“The United Methodist Church’s General Conference meets every four years. In its most recent meeting in 2008, delegates voted to maintain the church’s policy prohibiting the blessing of same-sex unions and the ordination of partnered homosexuals…”
“We do not know how many, if any, marriages or ‘holy unions’ of same-sex couples will be performed by UM clergy in the near future,” reads a letter, currently signed by more than 400 pastors, to the Council of Bishops. “But we do know the destructive effects that will result in our local churches and throughout the denomination if such services are performed by UM pastors.”
The Presbyterian and Episcopal denominations have seen several larger, growing, conservative congregations seeking to distance themselves from national hierarchies that have forced recognition of homosexual clergy and marriage onto their denominations. Large churches in Virginia, Texas and California have taken measures to pull out of the U.S. Episcopal denomination. The Presbyterians are seeing a new, conservative denomination split away after national leadership voted to drop longstanding prohibitions on homosexuality.
Watching what has happened to those denominations, the concerned Methodist clergy are referring to a pledge that some 900 ministers have endorsed in support of same-sex civil unions. By signing the pledge, they agreed to defy the denomination’s ban on blessing same-sex unions.

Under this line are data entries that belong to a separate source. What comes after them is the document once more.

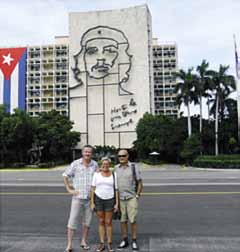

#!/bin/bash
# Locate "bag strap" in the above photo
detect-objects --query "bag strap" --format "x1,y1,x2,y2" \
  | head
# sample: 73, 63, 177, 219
112, 172, 116, 193
131, 163, 137, 181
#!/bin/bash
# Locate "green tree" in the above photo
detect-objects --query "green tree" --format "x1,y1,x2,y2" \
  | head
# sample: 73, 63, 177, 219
195, 60, 210, 133
134, 113, 187, 162
35, 110, 80, 161
209, 65, 236, 156
180, 134, 201, 164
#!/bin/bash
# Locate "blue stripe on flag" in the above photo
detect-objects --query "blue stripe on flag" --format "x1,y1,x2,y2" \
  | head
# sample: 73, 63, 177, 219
3, 78, 11, 113
18, 50, 27, 110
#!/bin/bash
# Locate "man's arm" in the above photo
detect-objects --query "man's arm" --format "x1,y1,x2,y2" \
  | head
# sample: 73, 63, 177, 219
91, 186, 96, 211
136, 179, 142, 197
63, 176, 79, 195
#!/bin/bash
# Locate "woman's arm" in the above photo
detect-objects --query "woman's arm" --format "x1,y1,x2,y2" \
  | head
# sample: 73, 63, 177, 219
91, 186, 96, 210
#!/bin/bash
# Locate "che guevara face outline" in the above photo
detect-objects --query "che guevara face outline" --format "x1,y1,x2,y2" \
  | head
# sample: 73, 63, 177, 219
84, 38, 119, 79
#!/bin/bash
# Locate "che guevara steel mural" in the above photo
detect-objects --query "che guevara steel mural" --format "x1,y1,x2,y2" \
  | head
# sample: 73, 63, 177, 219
70, 26, 137, 132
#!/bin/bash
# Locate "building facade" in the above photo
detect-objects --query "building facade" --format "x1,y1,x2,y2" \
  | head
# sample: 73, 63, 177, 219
26, 37, 69, 116
152, 39, 179, 117
0, 5, 178, 148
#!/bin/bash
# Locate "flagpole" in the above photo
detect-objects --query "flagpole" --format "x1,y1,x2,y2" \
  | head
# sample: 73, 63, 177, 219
233, 35, 240, 144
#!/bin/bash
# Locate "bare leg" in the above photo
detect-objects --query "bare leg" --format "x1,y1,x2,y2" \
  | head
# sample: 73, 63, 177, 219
97, 211, 105, 243
121, 222, 128, 240
66, 228, 74, 250
131, 222, 137, 240
105, 211, 113, 243
81, 225, 89, 245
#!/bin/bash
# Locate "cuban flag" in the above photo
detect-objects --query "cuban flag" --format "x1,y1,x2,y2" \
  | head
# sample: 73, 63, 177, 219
234, 36, 240, 79
0, 47, 27, 113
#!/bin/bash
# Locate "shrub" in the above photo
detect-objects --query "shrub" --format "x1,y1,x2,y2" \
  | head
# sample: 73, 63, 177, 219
180, 134, 201, 164
193, 155, 240, 169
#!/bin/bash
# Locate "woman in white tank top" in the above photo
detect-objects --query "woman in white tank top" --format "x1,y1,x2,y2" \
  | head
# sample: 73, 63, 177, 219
91, 158, 119, 252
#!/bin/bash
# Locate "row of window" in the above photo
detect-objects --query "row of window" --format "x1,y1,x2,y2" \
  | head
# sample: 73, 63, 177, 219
153, 46, 176, 51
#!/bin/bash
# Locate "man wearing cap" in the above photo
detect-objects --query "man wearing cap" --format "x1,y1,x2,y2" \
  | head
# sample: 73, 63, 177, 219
115, 150, 142, 250
62, 145, 98, 252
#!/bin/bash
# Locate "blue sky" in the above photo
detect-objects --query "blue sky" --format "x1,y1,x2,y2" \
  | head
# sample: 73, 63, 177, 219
0, 0, 240, 116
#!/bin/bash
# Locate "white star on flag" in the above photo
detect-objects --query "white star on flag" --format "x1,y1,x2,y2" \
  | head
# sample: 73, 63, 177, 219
2, 53, 14, 66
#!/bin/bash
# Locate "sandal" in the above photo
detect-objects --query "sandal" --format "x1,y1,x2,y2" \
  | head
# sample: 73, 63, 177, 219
96, 242, 105, 252
80, 244, 90, 250
108, 242, 114, 252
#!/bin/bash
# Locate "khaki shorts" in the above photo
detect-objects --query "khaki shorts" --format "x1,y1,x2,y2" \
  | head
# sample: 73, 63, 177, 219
120, 197, 138, 223
67, 197, 92, 229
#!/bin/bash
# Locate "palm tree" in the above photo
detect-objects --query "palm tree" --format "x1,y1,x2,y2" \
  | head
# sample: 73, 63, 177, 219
175, 68, 197, 137
209, 65, 236, 156
196, 60, 210, 133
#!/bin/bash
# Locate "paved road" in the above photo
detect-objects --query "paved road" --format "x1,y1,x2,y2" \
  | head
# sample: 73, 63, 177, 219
0, 166, 240, 252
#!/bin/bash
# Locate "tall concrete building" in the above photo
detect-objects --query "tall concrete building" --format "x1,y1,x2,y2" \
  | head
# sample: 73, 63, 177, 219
0, 5, 178, 148
26, 37, 69, 116
152, 39, 178, 117
69, 5, 153, 148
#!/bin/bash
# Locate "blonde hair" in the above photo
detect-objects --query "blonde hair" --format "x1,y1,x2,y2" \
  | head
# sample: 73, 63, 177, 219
101, 157, 111, 163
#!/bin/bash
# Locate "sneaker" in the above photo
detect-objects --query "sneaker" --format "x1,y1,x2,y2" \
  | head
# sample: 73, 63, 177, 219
117, 240, 128, 250
132, 241, 139, 250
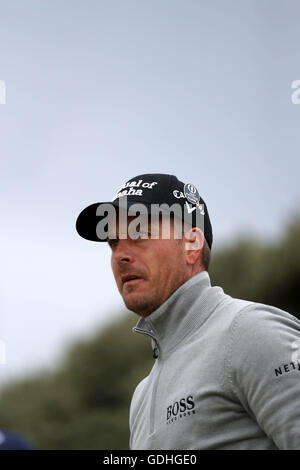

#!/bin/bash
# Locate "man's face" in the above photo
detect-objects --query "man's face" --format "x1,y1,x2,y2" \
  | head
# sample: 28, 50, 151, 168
108, 217, 188, 317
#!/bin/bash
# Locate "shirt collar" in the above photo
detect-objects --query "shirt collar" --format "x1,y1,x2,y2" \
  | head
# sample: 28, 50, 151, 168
133, 271, 223, 357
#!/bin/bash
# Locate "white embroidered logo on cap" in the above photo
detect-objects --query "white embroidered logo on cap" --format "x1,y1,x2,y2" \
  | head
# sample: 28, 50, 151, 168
183, 183, 200, 204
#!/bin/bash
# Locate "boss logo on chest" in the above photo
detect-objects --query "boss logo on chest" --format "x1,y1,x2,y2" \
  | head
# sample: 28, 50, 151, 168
167, 395, 196, 424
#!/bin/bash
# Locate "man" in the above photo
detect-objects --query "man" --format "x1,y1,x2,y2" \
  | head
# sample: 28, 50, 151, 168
76, 174, 300, 450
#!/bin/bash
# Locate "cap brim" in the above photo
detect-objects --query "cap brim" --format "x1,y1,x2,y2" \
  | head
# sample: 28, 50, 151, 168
76, 199, 182, 242
76, 201, 118, 242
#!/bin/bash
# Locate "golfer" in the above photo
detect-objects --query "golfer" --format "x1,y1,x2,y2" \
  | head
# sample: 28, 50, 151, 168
76, 173, 300, 450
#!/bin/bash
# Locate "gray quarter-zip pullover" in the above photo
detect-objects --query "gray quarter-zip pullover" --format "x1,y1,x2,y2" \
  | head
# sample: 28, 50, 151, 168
130, 271, 300, 450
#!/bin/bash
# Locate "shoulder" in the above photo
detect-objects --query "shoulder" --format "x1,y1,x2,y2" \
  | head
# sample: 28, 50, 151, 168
228, 302, 300, 371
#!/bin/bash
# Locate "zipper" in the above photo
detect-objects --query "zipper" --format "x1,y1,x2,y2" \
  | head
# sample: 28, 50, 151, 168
150, 363, 163, 435
133, 327, 163, 435
133, 326, 160, 359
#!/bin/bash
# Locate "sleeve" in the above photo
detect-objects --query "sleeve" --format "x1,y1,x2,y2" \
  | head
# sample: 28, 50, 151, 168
228, 304, 300, 450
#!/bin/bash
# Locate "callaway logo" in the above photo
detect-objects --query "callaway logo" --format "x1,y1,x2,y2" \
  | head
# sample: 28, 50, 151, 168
113, 180, 158, 200
185, 201, 205, 215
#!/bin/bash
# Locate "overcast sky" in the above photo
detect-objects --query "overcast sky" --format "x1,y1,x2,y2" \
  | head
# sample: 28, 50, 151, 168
0, 0, 300, 387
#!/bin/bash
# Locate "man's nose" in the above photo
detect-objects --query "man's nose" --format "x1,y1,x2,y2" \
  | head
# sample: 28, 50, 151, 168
114, 239, 134, 264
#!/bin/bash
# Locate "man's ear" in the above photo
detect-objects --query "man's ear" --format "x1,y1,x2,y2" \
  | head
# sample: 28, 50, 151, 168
185, 227, 204, 264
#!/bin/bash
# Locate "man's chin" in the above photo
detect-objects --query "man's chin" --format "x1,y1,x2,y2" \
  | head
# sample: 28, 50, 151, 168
122, 292, 152, 317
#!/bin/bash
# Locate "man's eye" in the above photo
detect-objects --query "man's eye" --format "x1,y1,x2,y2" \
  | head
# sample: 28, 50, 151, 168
107, 239, 119, 248
137, 232, 149, 239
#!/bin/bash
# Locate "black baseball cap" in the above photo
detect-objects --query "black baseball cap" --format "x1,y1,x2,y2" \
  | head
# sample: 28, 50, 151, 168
76, 173, 213, 248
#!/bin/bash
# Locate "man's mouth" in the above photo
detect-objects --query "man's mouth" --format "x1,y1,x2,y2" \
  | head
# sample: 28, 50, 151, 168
121, 274, 141, 286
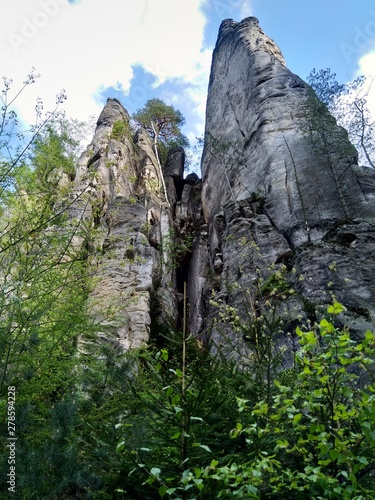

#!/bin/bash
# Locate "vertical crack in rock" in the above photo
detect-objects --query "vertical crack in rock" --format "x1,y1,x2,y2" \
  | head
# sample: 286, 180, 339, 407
194, 18, 375, 358
70, 18, 375, 360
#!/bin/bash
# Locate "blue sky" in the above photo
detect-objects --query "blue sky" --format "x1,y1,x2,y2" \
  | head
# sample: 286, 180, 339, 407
0, 0, 375, 160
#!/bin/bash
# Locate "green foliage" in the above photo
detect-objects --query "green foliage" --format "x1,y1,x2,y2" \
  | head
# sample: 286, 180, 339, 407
307, 69, 375, 167
111, 120, 131, 141
132, 98, 189, 164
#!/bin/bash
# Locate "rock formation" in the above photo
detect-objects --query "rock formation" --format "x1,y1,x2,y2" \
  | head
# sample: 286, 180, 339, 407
190, 18, 375, 360
71, 18, 375, 357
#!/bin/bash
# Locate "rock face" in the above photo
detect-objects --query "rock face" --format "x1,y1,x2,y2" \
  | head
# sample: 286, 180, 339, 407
190, 18, 375, 356
71, 18, 375, 362
71, 99, 177, 349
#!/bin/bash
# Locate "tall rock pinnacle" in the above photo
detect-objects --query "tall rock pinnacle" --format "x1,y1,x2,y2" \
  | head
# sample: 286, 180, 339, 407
190, 17, 375, 360
67, 17, 375, 362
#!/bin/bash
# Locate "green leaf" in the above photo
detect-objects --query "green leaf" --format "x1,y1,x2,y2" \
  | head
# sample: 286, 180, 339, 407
327, 302, 346, 314
159, 485, 168, 498
150, 467, 161, 477
329, 450, 340, 460
194, 467, 202, 478
193, 443, 212, 453
293, 413, 302, 425
116, 441, 125, 451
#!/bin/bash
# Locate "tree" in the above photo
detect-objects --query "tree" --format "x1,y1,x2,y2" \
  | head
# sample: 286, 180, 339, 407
132, 98, 189, 151
307, 68, 375, 168
132, 98, 189, 204
302, 70, 358, 218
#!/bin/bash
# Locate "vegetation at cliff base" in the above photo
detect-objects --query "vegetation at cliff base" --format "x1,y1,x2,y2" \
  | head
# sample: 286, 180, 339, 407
0, 73, 375, 500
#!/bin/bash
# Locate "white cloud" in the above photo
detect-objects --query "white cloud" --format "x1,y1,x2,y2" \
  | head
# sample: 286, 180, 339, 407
241, 0, 254, 19
0, 0, 208, 127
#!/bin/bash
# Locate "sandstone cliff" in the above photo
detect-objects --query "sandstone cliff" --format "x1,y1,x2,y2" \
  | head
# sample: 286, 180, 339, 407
71, 18, 375, 357
190, 18, 375, 360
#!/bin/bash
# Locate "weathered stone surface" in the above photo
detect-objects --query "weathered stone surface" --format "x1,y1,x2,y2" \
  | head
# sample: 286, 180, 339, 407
70, 99, 177, 349
70, 18, 375, 360
190, 18, 375, 357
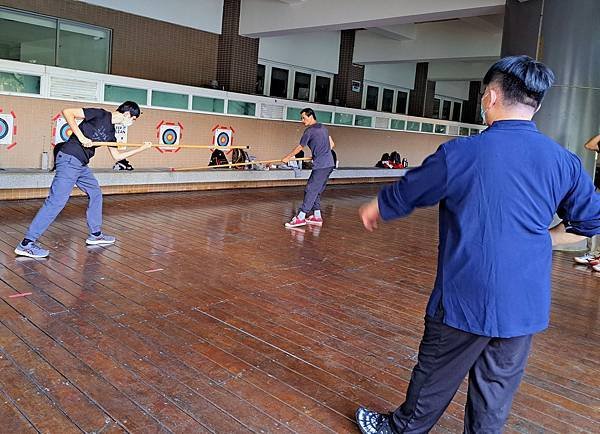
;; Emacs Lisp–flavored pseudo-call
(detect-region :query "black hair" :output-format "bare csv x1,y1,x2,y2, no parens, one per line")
117,101,142,118
300,108,317,121
483,55,554,108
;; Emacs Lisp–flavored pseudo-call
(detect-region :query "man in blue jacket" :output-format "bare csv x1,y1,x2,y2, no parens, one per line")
356,56,600,434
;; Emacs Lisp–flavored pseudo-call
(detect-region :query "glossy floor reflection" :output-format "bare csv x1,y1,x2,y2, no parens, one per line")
0,186,600,433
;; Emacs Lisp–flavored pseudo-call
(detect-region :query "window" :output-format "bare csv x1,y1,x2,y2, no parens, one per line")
315,75,331,104
256,64,267,95
269,68,289,98
104,84,148,105
0,71,40,94
354,115,372,127
441,100,452,121
0,7,111,73
365,86,379,110
192,96,225,113
381,89,394,113
227,99,256,116
56,21,110,73
452,101,462,122
152,90,188,110
294,72,310,101
396,90,408,114
334,113,353,125
390,119,406,130
406,121,421,131
431,98,441,119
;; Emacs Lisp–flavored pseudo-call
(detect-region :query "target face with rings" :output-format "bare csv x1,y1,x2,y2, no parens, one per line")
217,131,230,146
0,118,10,140
162,128,177,145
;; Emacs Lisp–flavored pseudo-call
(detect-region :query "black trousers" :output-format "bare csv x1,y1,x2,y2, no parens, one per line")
391,308,532,434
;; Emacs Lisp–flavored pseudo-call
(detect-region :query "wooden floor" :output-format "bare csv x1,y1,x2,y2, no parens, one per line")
0,186,600,434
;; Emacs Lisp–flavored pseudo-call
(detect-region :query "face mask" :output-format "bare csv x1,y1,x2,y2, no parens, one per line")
121,117,133,127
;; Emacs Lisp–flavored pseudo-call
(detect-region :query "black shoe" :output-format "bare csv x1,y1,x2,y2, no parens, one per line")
356,407,394,434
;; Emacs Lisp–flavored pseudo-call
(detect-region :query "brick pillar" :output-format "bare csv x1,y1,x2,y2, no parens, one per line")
408,62,428,116
423,80,435,118
333,30,365,108
216,0,258,93
461,81,481,124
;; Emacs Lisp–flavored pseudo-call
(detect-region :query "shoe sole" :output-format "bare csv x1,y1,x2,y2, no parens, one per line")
85,240,116,246
285,223,306,229
15,249,50,259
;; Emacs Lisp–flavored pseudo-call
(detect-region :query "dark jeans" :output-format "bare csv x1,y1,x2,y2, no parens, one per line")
300,167,333,214
391,308,532,434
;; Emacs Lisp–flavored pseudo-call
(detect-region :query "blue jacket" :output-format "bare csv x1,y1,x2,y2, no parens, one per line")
378,120,600,338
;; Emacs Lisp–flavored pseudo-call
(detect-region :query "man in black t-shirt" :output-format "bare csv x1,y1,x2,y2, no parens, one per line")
15,101,151,258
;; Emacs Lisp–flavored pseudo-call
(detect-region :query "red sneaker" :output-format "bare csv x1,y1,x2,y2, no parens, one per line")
306,215,323,226
285,216,306,228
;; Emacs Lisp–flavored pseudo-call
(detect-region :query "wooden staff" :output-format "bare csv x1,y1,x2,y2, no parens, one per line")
169,157,312,172
92,142,250,150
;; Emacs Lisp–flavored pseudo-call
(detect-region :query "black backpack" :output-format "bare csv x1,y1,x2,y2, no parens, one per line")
208,149,229,166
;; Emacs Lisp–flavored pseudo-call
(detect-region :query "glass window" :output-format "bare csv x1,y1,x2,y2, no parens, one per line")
354,115,373,127
381,89,394,113
406,121,421,131
56,21,110,74
435,125,446,134
152,90,188,110
390,119,406,130
227,99,256,116
315,110,333,124
396,90,408,114
365,86,379,110
256,63,266,95
441,100,452,121
315,75,331,104
421,122,433,133
104,84,148,105
192,96,225,113
269,68,289,98
0,7,111,73
286,107,302,121
334,113,352,125
0,8,57,65
294,72,310,101
452,102,462,122
0,71,40,94
431,98,441,119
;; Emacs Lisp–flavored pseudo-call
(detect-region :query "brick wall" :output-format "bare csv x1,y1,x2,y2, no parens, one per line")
217,0,258,93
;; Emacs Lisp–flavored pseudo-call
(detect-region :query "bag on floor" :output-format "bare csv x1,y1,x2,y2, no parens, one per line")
208,149,229,166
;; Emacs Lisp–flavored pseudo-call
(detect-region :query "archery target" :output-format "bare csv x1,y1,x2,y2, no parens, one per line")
0,113,15,145
52,116,82,145
214,128,233,146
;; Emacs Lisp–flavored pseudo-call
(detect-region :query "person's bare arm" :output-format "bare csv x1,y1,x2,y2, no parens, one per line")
584,134,600,152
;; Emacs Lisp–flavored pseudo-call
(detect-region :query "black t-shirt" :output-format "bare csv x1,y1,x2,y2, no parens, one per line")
55,108,117,166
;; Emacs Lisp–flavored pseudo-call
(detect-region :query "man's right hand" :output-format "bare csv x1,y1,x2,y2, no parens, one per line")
78,136,94,148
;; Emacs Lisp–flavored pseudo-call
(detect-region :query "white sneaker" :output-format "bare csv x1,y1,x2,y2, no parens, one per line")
573,251,600,265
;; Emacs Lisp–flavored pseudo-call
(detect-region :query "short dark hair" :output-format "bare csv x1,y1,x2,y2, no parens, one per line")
117,101,142,118
483,55,554,108
300,108,317,121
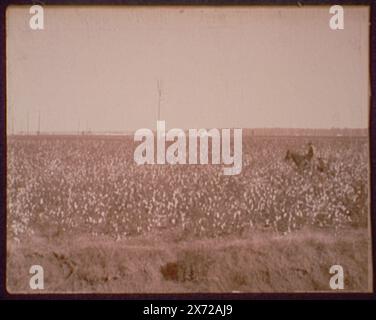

“The United Methodist Church holds the position that the practice of homosexuality is incompatible with Christian teaching and that homosexual unions ‘shall not be conducted by our ministers’ or in UMC churches,” reports Lillian Kwon in the Christian Post. “While the denomination has debated the issue of homosexuality for decades, the growing number of clergy willing to disobey church laws and marry gay and lesbian couples has many in the church concerned.